When I checked back over several of the assets I had bought and later sold for one reason or another (feeling I had gotten a good profit out of them and they were now "fairly valued," or the companies had wound up not being nearly as profitable as I had originally expected, or I simply needed the funds for other hot investments I felt I must purchase right away, etc.), I discovered to my chagrin what should already have been obvious from a comparison of our mutually held assets with those strictly in Val's portfolio: the assets I had sold, once the commission and tax costs of trading had been factored in, were significantly more profitable than the ones I had bought with the proceeds of those sales.

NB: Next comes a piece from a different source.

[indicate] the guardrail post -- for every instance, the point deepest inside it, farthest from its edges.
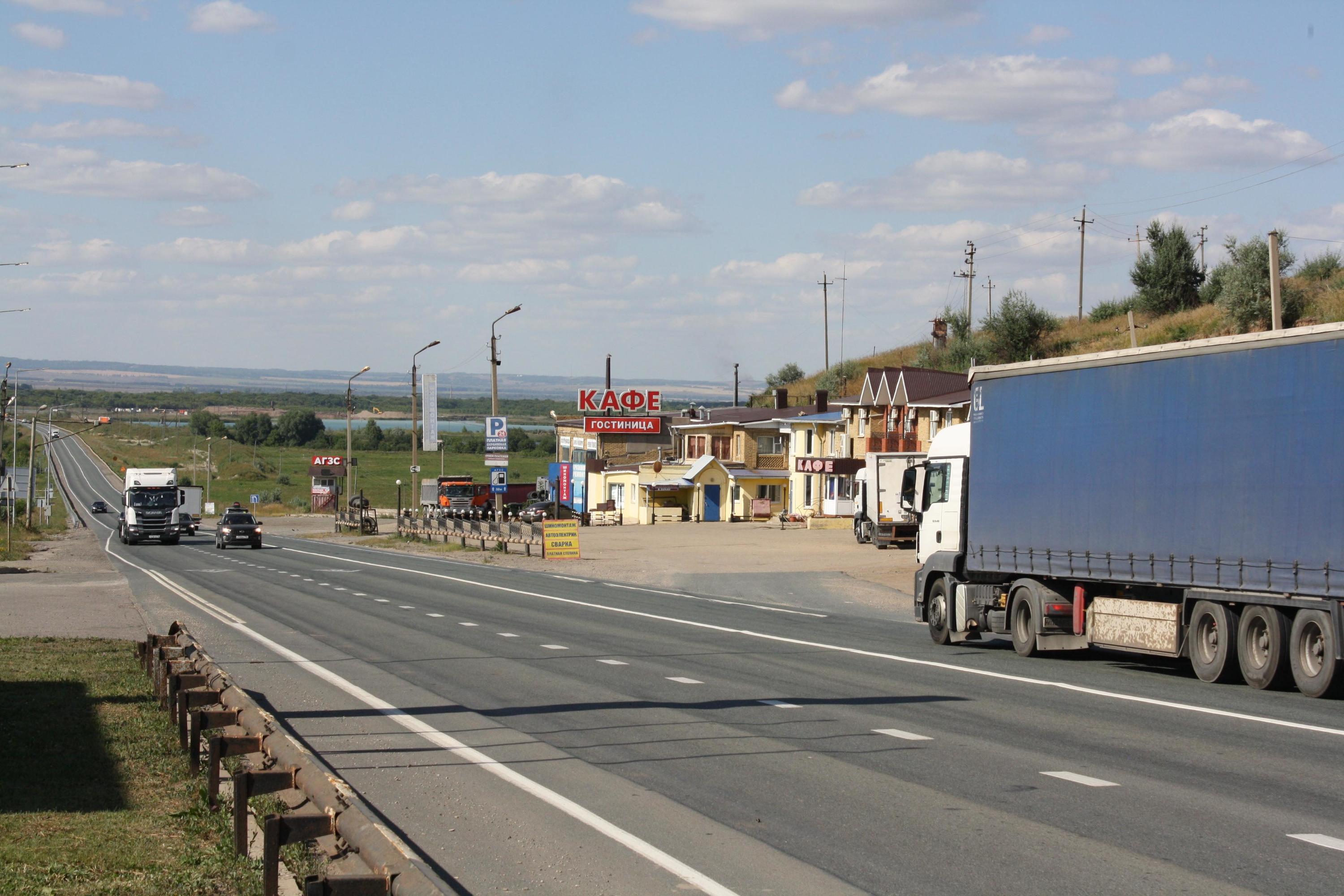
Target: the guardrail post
(281, 831)
(254, 784)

One example in particular comes to mind: With $10,000 I had bought a lot of shares of a number of very small company stocks, including Summit Technology. Once the total value of these shares had gone up to about $15,000, though a few of the holdings had gone down to almost nothing, I figured that I could probably not do better with such risky assets than a 50% return and sold most all of them. After subtracting the commissions of purchases and sales as well as the taxes I paid on these small transactions, my actual return for an average holding period of about two years, was down to roughly 25%, a net gain of about $2500, and that did not even take into account all the time I had spent selecting, planting, weeding, pruning, etc. this "garden" over that two year period.